In Neiman v. VersusLaw Inc., the 7th Circuit Court of Appeals recently ruled against a man who insisted that Google, Yahoo! and Microsoft had to stop linking to a lawsuit he  filed against a previous employer. The man argued that the links were scaring off future employers who might consider him too litigious to hire.

“The First Amendment privileges the publication of facts contained in lawfully obtained judicial records, even if reasonable people would want them concealed,” the court ruled.

The case validates the advice given by many journalists to their children: Don’t do anything you wouldn’t want to see on the front page of the newspaper. Or in a Google search for that matter.

H/T to Frank LoMonte at the Student Press Law Center for pointing out this decision.





Utah legislator requiring mug-shot requesters to swear they won’t charge to remove pictures from websites

8 03 2013

Rep. Paul Ray doesn’t see HB408 as restricting access to jail booking photos, but how people use the mug shots.
But others see it as a dangerous foray into restricting public records.

Ray, R-Clearfield, is sponsoring legislation that would require people requesting mug shots to sign an affidavit swearing they won’t require people to pay to have a mug shot removed from a website or magazine. Ray claimed some of the sites charge between $500-$1,000 to remove the pictures, a move he labeled a “scam.”

“You have somebody, for instance a  husband and wife arrested on a domestic [violence charge]. They book them in, not charge them and end up releasing them,” Ray said. “They’re trying to fix their marriage, and now their mug shots are all over these magazines, and they’re charging them to get it off there.”

One site, slcmugshots.com, runs advertisements for a firm that offers instant removal for $99, a discount from the regular $159 rate. The site also has a disclaimer that photos are not proof of guilt.

Ray said Salt Lake County Sheriff Jim Winder requested the bill. Winder’s office has stopped posting mug shots online, requiring those who want them to instead file requests under Utah’s Government Records Access and Management Act.
“The purpose of these mug shots is to identify criminals,” Winder told the House Law Enforcement and Criminal Justice Committee Thursday, “not bully or harass citizens.” He said journalists can still file GRAMA requests for mug shots.

The Utah County Sheriff’s Office only posts low-resolution thumbnail pictures of those booked at the Utah County Jail.

Under Ray’s bill, those who charge to have the pictures removed after signing the affidavit would be charged with lying to a police officer, a class B misdemeanor punishable by up to six months in jail. Ray claims the affidavit would be required for those making bulk requests, but the bill indicates it would be required of those seeking a single shot.

While nobody spoke against the bill at the committee, which voted unanimously to send it to the full House for consideration, open-government advocates see it as setting a dangerous precedent.

Salt Lake media attorney Jeffrey Hunt said it could embolden government agencies to start asking people why they are seeking public records, which could chill records requests.
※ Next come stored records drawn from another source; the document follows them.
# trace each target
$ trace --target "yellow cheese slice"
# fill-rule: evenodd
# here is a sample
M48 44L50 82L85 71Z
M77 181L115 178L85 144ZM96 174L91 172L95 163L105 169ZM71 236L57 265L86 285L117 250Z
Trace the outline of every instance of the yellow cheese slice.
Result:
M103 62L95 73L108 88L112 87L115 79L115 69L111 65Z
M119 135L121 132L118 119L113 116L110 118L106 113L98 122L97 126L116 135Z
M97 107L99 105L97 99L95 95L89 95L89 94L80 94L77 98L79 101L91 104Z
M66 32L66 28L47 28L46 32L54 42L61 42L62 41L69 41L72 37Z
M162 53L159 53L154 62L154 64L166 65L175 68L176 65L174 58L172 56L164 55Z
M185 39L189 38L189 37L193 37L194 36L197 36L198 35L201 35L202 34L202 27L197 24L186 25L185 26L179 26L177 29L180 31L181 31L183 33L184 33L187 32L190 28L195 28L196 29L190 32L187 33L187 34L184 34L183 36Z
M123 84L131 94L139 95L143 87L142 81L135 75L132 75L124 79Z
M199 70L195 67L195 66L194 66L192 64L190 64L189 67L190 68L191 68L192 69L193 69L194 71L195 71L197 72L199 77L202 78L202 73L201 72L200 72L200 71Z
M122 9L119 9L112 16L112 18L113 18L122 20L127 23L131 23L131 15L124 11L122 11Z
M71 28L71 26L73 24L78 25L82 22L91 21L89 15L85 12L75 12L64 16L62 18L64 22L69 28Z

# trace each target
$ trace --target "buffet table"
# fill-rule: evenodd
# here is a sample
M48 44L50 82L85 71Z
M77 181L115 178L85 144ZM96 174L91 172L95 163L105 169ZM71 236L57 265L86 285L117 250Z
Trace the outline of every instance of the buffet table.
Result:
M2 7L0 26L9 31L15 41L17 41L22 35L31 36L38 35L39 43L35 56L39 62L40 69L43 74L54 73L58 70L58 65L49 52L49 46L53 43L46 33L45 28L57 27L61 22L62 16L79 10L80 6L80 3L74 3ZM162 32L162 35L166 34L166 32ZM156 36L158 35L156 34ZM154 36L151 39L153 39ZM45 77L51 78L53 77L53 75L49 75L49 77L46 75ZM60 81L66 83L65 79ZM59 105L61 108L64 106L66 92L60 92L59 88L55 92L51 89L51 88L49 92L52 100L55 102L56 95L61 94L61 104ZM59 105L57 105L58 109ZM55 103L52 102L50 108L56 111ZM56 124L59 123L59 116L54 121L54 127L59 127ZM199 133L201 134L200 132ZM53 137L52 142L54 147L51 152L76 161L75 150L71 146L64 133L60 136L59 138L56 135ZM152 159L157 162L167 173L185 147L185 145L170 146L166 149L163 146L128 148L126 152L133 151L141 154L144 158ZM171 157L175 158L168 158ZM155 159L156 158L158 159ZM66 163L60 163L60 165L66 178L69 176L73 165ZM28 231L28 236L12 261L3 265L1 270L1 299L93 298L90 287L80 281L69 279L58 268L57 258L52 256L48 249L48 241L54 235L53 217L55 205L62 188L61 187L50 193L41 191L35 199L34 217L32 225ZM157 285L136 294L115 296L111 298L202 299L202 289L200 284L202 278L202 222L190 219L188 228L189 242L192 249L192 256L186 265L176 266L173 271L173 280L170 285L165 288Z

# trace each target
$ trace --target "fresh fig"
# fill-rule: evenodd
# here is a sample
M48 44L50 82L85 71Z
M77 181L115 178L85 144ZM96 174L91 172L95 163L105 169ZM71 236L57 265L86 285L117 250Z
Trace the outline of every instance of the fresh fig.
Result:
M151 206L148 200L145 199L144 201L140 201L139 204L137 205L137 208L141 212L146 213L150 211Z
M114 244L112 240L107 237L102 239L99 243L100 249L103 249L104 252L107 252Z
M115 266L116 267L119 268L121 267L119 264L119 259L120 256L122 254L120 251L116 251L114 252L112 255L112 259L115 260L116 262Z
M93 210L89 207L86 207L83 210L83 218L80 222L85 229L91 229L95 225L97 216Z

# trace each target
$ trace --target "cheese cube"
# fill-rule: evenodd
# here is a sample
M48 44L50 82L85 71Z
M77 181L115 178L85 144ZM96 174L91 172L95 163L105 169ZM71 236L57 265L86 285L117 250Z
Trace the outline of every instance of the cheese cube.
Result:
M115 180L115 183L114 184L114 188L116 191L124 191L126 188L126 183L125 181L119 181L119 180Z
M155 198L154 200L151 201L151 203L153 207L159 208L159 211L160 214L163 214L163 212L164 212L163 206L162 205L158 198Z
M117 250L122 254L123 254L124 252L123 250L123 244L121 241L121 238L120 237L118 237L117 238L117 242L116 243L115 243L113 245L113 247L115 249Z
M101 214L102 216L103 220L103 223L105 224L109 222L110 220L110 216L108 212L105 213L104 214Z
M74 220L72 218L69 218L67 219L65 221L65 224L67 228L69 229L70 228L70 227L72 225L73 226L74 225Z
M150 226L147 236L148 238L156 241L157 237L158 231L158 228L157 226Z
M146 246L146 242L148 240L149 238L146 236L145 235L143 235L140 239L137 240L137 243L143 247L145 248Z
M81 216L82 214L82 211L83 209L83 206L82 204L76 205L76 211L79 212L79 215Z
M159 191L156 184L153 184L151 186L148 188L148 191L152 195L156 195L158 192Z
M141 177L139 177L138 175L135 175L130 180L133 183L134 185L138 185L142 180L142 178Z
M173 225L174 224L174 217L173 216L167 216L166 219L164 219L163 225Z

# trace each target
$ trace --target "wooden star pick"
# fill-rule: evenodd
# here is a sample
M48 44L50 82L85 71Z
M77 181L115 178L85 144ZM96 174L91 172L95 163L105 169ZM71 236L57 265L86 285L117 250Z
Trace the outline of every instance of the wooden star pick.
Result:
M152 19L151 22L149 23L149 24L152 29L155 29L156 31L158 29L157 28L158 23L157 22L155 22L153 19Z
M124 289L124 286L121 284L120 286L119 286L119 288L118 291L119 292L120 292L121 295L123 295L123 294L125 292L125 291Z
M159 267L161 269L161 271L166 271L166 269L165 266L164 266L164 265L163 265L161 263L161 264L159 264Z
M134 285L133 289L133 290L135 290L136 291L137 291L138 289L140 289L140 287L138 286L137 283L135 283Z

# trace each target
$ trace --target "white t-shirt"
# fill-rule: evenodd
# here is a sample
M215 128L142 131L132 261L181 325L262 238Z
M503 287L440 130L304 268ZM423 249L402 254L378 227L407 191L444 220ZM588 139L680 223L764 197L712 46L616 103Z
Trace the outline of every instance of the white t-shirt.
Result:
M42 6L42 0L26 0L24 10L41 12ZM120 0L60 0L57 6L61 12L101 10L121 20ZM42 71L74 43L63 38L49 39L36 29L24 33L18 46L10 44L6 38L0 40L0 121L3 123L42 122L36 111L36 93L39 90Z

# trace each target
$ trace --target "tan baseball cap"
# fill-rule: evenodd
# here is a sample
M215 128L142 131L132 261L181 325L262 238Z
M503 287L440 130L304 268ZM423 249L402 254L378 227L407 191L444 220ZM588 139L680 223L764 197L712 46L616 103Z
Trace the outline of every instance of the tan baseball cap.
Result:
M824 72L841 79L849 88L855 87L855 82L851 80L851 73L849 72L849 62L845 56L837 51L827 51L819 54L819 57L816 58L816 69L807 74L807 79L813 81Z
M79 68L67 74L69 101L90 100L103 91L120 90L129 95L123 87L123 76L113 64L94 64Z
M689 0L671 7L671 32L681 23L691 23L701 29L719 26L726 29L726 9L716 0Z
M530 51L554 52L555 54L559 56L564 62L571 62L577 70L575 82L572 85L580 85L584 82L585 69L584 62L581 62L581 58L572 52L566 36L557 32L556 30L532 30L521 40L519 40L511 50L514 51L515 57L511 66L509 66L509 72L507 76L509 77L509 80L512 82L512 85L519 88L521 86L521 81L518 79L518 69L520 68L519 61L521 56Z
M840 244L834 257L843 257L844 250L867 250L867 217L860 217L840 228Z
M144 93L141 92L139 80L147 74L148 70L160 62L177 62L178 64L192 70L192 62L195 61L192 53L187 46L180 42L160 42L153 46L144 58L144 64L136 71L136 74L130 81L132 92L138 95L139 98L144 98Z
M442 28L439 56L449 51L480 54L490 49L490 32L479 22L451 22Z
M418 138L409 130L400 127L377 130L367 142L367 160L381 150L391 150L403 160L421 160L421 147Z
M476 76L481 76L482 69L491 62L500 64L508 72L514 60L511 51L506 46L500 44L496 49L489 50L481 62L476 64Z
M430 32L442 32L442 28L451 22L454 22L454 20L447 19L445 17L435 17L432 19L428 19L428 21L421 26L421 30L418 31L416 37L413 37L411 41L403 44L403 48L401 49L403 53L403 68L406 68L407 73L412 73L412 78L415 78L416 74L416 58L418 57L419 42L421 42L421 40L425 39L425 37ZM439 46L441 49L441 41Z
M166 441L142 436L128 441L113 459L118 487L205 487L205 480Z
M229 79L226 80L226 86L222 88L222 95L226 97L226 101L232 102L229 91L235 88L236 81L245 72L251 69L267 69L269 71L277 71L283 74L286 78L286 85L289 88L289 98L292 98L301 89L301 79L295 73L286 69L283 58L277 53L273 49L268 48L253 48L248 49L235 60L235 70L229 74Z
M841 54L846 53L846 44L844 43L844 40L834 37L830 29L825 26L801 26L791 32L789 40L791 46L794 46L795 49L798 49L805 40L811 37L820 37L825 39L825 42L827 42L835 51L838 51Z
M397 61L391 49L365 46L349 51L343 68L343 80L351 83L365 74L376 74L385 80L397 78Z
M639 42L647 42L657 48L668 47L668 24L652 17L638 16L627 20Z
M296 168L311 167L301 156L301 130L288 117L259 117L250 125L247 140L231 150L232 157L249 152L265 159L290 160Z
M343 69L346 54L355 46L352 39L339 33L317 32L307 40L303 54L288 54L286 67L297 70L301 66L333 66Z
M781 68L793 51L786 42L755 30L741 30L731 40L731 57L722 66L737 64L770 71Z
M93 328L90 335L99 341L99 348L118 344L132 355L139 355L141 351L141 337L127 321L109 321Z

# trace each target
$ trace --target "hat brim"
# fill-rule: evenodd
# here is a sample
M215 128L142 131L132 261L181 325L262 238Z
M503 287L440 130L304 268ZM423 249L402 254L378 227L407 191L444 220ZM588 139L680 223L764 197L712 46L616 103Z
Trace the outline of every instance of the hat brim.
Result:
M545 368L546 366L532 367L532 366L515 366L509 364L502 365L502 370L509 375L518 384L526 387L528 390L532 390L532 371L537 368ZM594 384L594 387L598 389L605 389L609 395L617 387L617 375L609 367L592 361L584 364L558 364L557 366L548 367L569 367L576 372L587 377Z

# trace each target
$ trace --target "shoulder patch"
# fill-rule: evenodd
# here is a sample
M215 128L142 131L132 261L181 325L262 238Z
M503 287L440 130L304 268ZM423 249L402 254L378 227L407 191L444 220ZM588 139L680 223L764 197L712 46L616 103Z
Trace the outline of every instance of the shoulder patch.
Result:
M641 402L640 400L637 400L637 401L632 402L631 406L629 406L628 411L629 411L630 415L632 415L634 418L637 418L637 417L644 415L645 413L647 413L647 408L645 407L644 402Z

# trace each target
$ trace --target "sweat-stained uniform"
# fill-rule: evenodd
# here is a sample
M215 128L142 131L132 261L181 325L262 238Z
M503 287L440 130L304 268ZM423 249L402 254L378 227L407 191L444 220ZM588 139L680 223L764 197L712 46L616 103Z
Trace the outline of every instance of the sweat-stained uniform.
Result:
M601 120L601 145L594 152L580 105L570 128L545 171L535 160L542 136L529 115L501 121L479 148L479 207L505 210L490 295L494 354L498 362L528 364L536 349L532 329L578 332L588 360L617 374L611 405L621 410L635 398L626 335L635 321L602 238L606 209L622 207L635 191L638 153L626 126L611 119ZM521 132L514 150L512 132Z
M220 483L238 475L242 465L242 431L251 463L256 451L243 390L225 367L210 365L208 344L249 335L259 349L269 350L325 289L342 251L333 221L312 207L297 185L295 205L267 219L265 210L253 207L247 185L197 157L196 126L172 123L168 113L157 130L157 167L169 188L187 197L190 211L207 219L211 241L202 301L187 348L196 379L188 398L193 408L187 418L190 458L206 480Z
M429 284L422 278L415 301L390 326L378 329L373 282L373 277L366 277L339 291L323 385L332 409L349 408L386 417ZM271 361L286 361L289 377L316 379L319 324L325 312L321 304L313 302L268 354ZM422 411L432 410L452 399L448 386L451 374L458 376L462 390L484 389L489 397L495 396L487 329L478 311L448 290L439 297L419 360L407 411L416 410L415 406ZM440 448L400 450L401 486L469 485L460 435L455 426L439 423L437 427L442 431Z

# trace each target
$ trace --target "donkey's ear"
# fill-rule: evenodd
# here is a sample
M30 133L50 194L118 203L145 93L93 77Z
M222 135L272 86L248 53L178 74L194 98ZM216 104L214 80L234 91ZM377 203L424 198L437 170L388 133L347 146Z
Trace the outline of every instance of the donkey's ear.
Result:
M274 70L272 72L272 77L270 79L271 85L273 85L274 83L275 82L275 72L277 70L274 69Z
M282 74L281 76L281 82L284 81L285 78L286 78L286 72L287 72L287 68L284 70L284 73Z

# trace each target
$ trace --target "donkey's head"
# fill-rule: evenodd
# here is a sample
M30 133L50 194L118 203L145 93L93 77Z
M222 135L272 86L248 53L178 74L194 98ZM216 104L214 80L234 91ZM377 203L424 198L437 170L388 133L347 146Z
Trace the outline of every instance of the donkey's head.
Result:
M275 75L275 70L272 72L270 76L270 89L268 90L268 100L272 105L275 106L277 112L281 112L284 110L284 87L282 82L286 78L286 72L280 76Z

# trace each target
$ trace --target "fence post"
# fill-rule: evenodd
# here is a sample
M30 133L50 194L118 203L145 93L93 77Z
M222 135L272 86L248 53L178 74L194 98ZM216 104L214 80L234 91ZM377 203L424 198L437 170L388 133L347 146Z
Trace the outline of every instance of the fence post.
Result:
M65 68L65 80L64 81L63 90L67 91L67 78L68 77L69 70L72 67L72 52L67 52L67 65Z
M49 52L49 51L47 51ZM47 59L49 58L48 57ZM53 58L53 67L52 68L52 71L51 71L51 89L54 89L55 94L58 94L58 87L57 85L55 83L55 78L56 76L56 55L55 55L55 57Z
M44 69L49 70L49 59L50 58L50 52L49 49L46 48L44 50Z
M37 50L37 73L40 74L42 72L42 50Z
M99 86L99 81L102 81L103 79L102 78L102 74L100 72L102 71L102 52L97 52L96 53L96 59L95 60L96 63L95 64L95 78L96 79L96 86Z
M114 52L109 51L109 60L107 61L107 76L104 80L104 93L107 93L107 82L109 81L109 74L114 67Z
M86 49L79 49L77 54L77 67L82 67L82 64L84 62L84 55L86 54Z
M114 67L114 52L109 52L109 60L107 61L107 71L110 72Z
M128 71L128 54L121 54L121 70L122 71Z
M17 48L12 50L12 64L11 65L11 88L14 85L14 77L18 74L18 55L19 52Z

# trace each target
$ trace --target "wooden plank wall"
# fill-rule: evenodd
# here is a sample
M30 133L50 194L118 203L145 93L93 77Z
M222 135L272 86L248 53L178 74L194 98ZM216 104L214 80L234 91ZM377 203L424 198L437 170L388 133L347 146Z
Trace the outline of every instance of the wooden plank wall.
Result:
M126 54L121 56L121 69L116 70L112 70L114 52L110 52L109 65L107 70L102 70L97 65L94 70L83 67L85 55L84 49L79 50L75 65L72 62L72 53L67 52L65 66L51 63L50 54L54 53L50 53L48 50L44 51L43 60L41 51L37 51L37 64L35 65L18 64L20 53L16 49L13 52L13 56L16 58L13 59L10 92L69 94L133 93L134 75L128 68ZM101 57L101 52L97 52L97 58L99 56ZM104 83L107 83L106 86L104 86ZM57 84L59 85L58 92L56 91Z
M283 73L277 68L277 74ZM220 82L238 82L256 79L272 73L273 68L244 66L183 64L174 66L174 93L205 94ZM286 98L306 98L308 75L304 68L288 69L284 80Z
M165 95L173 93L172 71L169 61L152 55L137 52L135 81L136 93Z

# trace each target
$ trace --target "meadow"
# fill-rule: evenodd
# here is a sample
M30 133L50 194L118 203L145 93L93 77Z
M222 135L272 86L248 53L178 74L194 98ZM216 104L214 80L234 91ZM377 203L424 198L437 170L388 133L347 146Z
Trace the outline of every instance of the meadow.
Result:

“The whole purpose of GRAMA is if a record is public, you should have it and not have to explain why,” Hunt said.
Jim Fisher, an associate professor of communication at the University of Utah, said the bill appears to be an attempt to legislate journalistic ethics.

“It’s one of those laws that’s based on morality and not legality,” Fisher said.

Responsible journalists, Fisher said, typically do not run the names of people who have merely been arrested but not charged with a crime. But that is a question of ethics, not law.

Hunt said a better approach to the problem would be to enforce laws relating to extortion or fraud.

The Utah’s Right website does not publish the names of those whose criminal cases have been dismissed or have entered into plea-in-abeyance agreements. The site’s staff will remove the names of those whose criminal records have been expunged by the courts.